Nisga`a house dialogue

When we can’t stop the melting ice Saturday 23rd July

Riddu Riđđu invites to the Nisga'a house dialogue on the challenges of climate change and and how these affect indigenous peoples. The dialogue will take place in our traditional Nisga `a Longhouse.

 


Climate change is a fact. But the scope and scale is beyond our comprehension.
The ice is melting and the forests burn. This is part of everyone's daily life, but
some are more affected than others. Riddu Riđđu wants to focus on the greatest
challenge in our time.
 
It is not a day without media making us aware of global and more domestic, local consequences of climate change. Be it a "wetter, warmer and wilder" weather, the sea ice melting of the Arctic Ocean, the increased shipping traffic, new available areas for petroleum exploration and fish stocks migrating north. The impacts on many indigenous areas and settlements are particularly evident.
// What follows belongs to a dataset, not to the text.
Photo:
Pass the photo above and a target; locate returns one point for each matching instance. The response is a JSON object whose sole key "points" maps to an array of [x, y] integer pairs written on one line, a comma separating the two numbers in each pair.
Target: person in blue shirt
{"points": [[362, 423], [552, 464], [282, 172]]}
For the consequences of melting ice and sea level rise that threaten low-lying coastal areas, more extreme weather, reduction of permafrost, forest fires and desertification, are immense for many of the world's indigenous peoples.
 
The panel participants are: Vice President Dimitry Berezhkov chairing RAIPONs (the Russian indigenous organization) international indigenous work, film director Nils Gaup, Mauro Cinta Larga, chair of the largest indigenous organization in Brazil, Gunn-Britt Retter, Head of the international environmental work of the Sami Council, and Lars Otto Reiersen, chair of the Arctic Council's working group AMAP on research and monitoring of Arctic environmental conditions.
 
We begin with three film clips, all focusing on the consequences of climate change:
 
· The Greenland Ice Sheet is Changing Climate
 
· Children of the Amazon
 
· The Victims Of The New Weather
 
Else Grete Broderstad will be chairing the dialogue. The Nisga'a house holds 100 people.